Quanto costa davvero un dipendente
Per uno stipendio lordo di 1.500€/mese (RAL ~22.500€), il costo aziendale totale è circa 32.000€/anno:
- Stipendio lordo annuo: 22.500€
- Contributi INPS datore (~28%): 6.300€
- INAIL (~1%): 225€
- TFR accantonato (~7,4%): 1.665€
- Tredicesima/quattordicesima (incluse nello stipendio se 13/14 mensilità)
- Costi indiretti (amministrazione, formazione, sicurezza): ~1.300€
Regola pratica: il costo aziendale è circa il 40-45% in più rispetto allo stipendio lordo.
Adempimenti
- Comunicazione UNILAV al Centro per l'Impiego (entro 24h)
- Iscrizione INAIL (autoliquidazione premio)
- Iscrizione INPS posizione contributiva
- Visita medica idoneità
- Formazione obbligatoria sicurezza (4-16 ore)
- Affidare la gestione paghe a consulente del lavoro o software (50-150€/mese)
Agevolazioni assunzione 2026
- Decontribuzione under 36: -100% contributi (con tetto annuo)

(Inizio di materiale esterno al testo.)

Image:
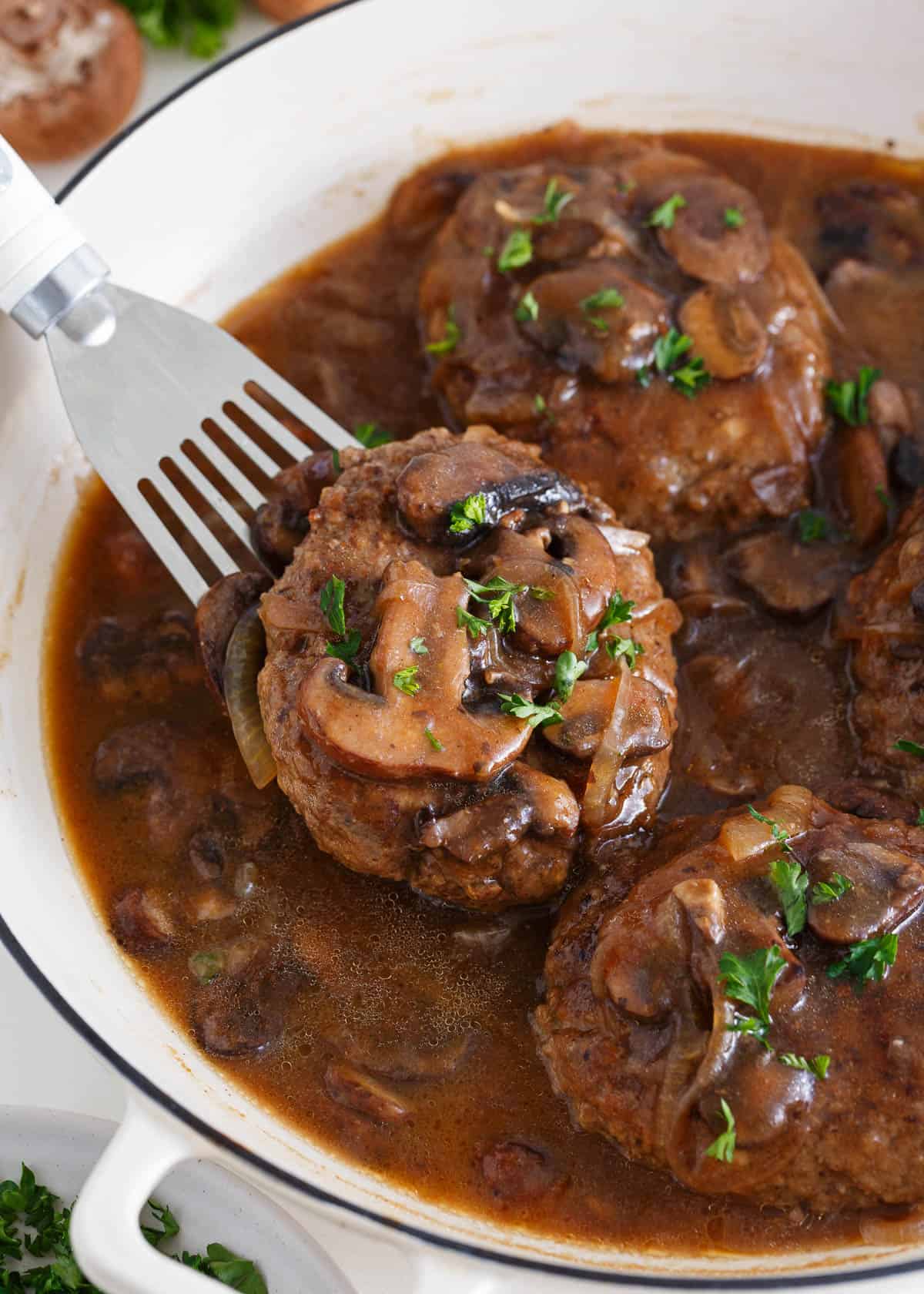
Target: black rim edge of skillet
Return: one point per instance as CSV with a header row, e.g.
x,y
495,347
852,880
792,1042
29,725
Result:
x,y
785,1282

- Bonus mamme: -100% contributi per madri lavoratrici con 2+ figli
- Decontribuzione Sud: -30% contributi nelle regioni meridionali
- Apprendistato: contributi ridotti del 90% per i primi 3 anni
Quando conviene assumere
Generalmente il primo dipendente conviene quando:
- Hai costantemente più lavoro di quanto puoi gestire da solo
- I ricavi annui superano stabilmente 60.000€
- Vuoi crescere e delegare attività
- Hai liquidità per coprire 6 mesi di stipendio anche senza nuovi clienti
Alternative all'assunzione
Se non sei pronto: collaboratori a partita IVA, contratti di somministrazione, lavoro intermittente, stage curriculari (gratuiti).